Dengan begitu, sekarang bukanlah waktu yang ideal untuk saling menyalahkan,
membuat pernyataan spekulatif atau bahkan berperilaku provokatif. Sebaliknya,
semua elemen masyarakat didorong untuk mewujudkan kondusifitas. Tidak sulit,
karena kondusifitas pasti terwujud dan terjaga jika ruang publik tidak dijejali dengan
pernyataan provokatif yang berpotensi menakut-nakuti orang banyak. Patut diingat
bahwa Pandemi Corona barulah awal krisis, sebab setelahnya berlanjut dengan
resesi ekonomi.

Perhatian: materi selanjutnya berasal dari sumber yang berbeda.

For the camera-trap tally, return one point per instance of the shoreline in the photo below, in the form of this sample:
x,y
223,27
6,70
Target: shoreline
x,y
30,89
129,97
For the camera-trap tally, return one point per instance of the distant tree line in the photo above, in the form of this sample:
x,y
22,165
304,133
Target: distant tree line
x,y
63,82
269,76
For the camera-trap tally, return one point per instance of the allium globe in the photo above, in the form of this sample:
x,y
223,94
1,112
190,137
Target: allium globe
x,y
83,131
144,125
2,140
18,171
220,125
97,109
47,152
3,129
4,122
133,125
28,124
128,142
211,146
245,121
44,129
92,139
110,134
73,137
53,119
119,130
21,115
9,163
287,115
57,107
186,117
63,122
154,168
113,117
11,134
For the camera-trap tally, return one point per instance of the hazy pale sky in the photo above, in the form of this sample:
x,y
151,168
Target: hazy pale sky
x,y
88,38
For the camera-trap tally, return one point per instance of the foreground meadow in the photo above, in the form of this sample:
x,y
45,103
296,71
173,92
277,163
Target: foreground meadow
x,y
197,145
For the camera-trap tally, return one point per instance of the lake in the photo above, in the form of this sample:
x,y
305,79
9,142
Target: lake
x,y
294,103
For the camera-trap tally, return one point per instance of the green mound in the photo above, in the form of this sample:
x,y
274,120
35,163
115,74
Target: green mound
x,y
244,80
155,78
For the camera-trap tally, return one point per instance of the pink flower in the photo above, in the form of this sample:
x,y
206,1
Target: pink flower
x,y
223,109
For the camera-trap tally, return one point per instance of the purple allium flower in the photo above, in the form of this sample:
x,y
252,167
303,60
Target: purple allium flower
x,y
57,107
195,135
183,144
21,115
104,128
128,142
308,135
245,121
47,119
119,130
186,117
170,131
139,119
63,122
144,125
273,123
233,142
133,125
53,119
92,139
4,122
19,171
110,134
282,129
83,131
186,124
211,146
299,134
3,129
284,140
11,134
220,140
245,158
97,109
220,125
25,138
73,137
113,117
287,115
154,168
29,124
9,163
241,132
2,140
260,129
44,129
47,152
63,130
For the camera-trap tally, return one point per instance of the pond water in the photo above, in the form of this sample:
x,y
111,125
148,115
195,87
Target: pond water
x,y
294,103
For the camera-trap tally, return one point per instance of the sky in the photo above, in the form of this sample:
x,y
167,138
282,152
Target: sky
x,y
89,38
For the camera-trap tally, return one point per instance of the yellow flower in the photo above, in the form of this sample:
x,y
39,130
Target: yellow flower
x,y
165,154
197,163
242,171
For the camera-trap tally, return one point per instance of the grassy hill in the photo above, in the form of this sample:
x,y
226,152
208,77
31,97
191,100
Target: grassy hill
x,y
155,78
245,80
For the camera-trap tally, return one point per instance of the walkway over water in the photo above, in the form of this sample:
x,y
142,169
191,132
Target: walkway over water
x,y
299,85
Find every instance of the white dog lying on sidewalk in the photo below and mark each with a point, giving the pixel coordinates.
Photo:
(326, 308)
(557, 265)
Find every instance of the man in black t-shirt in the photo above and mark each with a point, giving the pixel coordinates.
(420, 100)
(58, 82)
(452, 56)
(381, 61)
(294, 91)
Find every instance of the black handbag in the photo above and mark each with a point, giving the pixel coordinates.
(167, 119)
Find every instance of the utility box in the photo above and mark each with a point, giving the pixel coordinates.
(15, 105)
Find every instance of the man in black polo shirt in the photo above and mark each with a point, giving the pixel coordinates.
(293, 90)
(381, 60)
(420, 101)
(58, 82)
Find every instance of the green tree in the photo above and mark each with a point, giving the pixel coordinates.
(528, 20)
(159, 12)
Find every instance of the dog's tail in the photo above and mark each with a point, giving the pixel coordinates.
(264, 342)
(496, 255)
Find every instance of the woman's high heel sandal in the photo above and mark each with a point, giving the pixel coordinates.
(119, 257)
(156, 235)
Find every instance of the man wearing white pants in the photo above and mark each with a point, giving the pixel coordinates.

Dua bencana ini tak terelakan sehingga harus dihadapi. Butuh
kebersamaan seluruh elemen masyarakat Indonesia untuk menghadapi dua
bencana ini.

Untuk menguatkan keyakinan masyarakat di tengah kejadian luar biasa akibat


wabah Virus Corona dan resesi, pemerintah terus bekerja keras untuk mewujudkan
dua tujuan besar yang sama strategisnya. Pertama, menangani dan memberi
layanan medis kepada semua pasien COVID-19, serta gencar mengupayakan
cegah-tangkal penyebaran Virus Corona di semua wilayah melalui koordinasi
dengan semua pemerintah daerah. Juga mengubah sejumlah bangunan atau
fasilitas umum untuk menampung dan merawat pasien COVID-19.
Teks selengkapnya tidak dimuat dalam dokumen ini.